This year’s StAnza was one of the very best (I always say that, don’t I?), no, really, it was. There was the usual mix of good things – excellent poetry, meeting up with friends, the warm welcome, rotten weather, but this time StAnza felt very special. I don’t think I did quite as much as usual, but there was time and space to think, and write and generally focus on poetry. This year, I got to think about editing, as two poets I have edited were reading. This is John Bolland whose first collection Fallen Stock, was launched in the Innes Bookshop on Saturday.
I did get to see a lot of good poets – Menna Elfyn was the standout one for me, and John Burnside, whose work I used to love, and then not so much, seemed back on form with some excellent new work, and a speech that, while it wasn’t full of new ideas to many of us, made a rousing and unequivocal assertion of the right and power of poetry to deal with politics. There was a lot about translation, which fascinates me, though I never do as much as I think I am going to, and poets from many different countries – Colombia, Catalonia, the US, Hungary. And poetry in many different forms – plenty of performance, links with music and film, and art.
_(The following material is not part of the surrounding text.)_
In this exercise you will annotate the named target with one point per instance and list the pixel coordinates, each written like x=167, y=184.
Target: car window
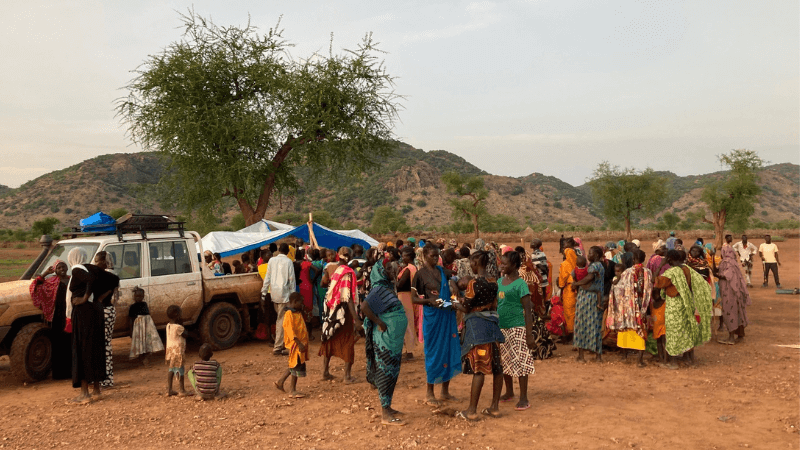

The artist Nichola Martin had an exhibition in the foyer of the Byre of still life works with literature, which included this one, featuring (right at the bottom) Haggards.
Upstairs in the Byre, artist Lindsay Turk and poet Jon Plunkett held an exhibition of artwork responding to poetry. I had the pleasure of editing this book, and Lindsay’s artwork sets it off beautifully. At the Poets’ Market on Saturday, sales of this book were brisk, and the entire first print run sold out. A new imprint is being rushed out even as you read this!
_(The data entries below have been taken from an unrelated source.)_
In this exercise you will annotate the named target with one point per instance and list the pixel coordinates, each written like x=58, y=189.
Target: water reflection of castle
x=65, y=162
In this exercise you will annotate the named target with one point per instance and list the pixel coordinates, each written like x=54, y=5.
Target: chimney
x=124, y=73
I have been to other festivals, but you quickly realise that not every festival is like StAnza! It isn’t just the vision, and the wide-ranging scope if the events, but it’s the meticulous organisation. Hosting so many events in such a short space of time, accommodating so many poets – and making sure they get where they were supposed to be at the right time is an enormous achievement, but thanks to the staff of the Byre, all the cheerful volunteers and the Herculean efforts and enthusiasm of Eleanor Livingstone and Annie Rutherford, it all flows like clockwork, and there is always an atmosphere of friendly calm and willingness to help. No detail seems to escape them and they remember everybody’s name, which would defeat me. We could not be grateful enough for the work they do!